As Reported By Senate Committee On:

Agriculture, February 26, 2004

 

Title: An act relating to penalties for trading in nonambulatory livestock.

 

Brief Description: Establishing penalties for trading in nonambulatory livestock.

 

Sponsors: House Committee on Agriculture & Natural Resources (originally sponsored by Representatives Schoesler, Linville, Romero, Grant, Shabro, Schual-Berke, Rockefeller, Flannigan, Alexander, Hudgins, Anderson, Ruderman, Sump, Murray, Boldt, Darneille, Clements, Dickerson, Newhouse, Hunt, Lantz, McDermott, Kenney, Haigh, Clibborn, Kristiansen, Holmquist, Quall, O'Brien, Eickmeyer, Woods, Buck, Bailey, Kessler, G. Simpson, Morrell, Wallace, Lovick, Edwards, Benson, Pearson, Nixon, Armstrong, Hinkle, Wood, Moeller, Ahern, Roach, Cooper, McCoy, Cody, Conway, Kagi, Ormsby, Skinner, McMorris, Campbell, Sullivan, Chase, Santos and Condotta).


Brief History:

Committee Activity: Agriculture: 2/24/04, 2/26/04 [DPA].

      


 

SENATE COMMITTEE ON AGRICULTURE


Majority Report: Do pass as amended.

      Signed by Senators Swecker, Chair; Brandland, Vice Chair; Jacobsen, Rasmussen and Sheahan.

 

Staff: Bob Lee (786-7404)

 

Background: State law includes standards for treatment of livestock and other animals.

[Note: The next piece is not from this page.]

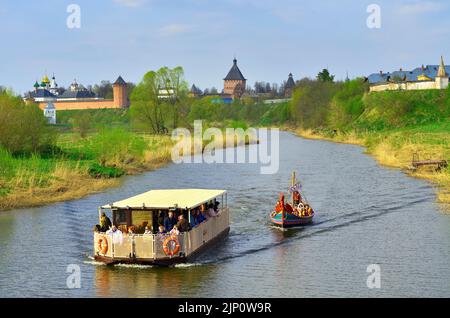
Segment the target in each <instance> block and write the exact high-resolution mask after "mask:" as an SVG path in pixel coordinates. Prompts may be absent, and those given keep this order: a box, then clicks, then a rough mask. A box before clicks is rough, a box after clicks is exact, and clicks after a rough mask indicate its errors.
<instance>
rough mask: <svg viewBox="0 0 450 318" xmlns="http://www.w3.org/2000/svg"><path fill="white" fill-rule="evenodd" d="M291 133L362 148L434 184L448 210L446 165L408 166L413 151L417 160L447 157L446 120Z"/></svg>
mask: <svg viewBox="0 0 450 318" xmlns="http://www.w3.org/2000/svg"><path fill="white" fill-rule="evenodd" d="M295 133H296V134H297V135H299V136H302V137H304V138H308V139H319V140H328V141H333V142H340V143H347V144H355V145H359V146H363V147H366V152H367V153H368V154H370V155H372V156H373V157H374V158H375V159H376V160H377V161H378V162H379V163H380V164H381V165H384V166H387V167H393V168H399V169H402V170H404V171H406V172H407V174H408V175H410V176H413V177H417V178H422V179H426V180H428V181H430V182H431V183H432V184H433V185H434V186H435V187H436V190H437V191H436V197H437V201H438V202H440V203H442V204H443V205H444V206H445V208H446V210H450V167H448V168H446V169H442V170H441V171H439V172H438V171H435V169H434V168H435V167H429V168H421V169H418V170H417V171H413V170H411V169H410V167H411V163H412V157H413V154H415V153H416V154H418V155H419V157H420V159H424V160H426V159H446V160H448V159H449V158H450V122H449V121H447V122H443V123H438V124H430V125H422V126H416V127H404V128H398V129H388V130H383V131H367V132H364V133H356V132H354V131H353V132H348V133H339V132H338V133H336V134H331V133H326V132H320V131H317V130H316V131H313V130H311V129H296V130H295Z"/></svg>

State law requires humane slaughter of livestock and imposes sanctions for violations. State animal cruelty statutes prohibit certain practices and activities involving animals, including transporting or confining animals in an unsafe manner. In addition, the animal cruelty statutes establish two classes of criminal violations. Animal cruelty in the first degree, a class C felony, involves intentionally inflicting substantial pain on, causing physical injury to, or killing an animal by a means that causes undue suffering. Animal cruelty in the second degree (a misdemeanor) is committed when a person knowingly, recklessly, or with criminal negligence inflicts unnecessary suffering or pain upon an animal. The state animal cruelty laws do not apply to accepted husbandry practices that are used in the commercial raising or slaughtering of livestock.

 

Summary of Amended Bill: Transport or accepting delivery of live nonambulatory livestock is a criminal violation of the state's animal cruelty laws under certain circumstances. Any person who knowingly transports or accepts delivery of live nonambulatory livestock to, from, or between any livestock market, feedlot, slaughtering facility, or similar facility that trades in livestock is guilty of a gross misdemeanor. The transport of each nonambulatory livestock animal is a separate and distinct violation. "Nonambulatory livestock" is defined for purposes of the criminal violation as cattle, sheep, swine, and goats and horses, mules, or other equine that cannot rise from a recumbent position or cannot walk. The definition includes those livestock with broken appendages, severed tendons or ligaments, nerve paralysis, fractured vertebral column, or metabolic conditions.

 

Livestock that was ambulatory prior to transport to a feedlot and becomes nonambulatory because of an injury sustained during transport may be unloaded and placed in a separate pen for rehabilitation at the feedlot.

 

Nonambulatory livestock must be humanely euthanized before transport to, from, or between any livestock market feedlot, slaughtering facility or similar facility that trades in livestock.

 

Amended Bill Compared to Substitute Bill: A provision is added that clarifies if livestock is injured in transport to a feedlot and becomes nonambulatory, that it can be unloaded and placed in a separate pen for rehabilitation. Clarification is provided that euthanizing a nonambulatory livestock is required before transport to, from or between any livestock market, feedlot, slaughtering facility, or similar facility that trades in livestock.

 

Appropriation: None.

 

Fiscal Note: Available.

 

Effective Date: The bill contains an emergency clause and takes effect immediately.

 

Testimony For: The bill represents long hours of discussion and agreement by representatives of the livestock industry and animal welfare advocates.

 

Testimony Against: None.

 

Testified: PRO: Susan Michaels, Pasado's Safe Haven; Heather Hansen, WA Cattle Feeders; Chris Cheney, WA Dairy Federation.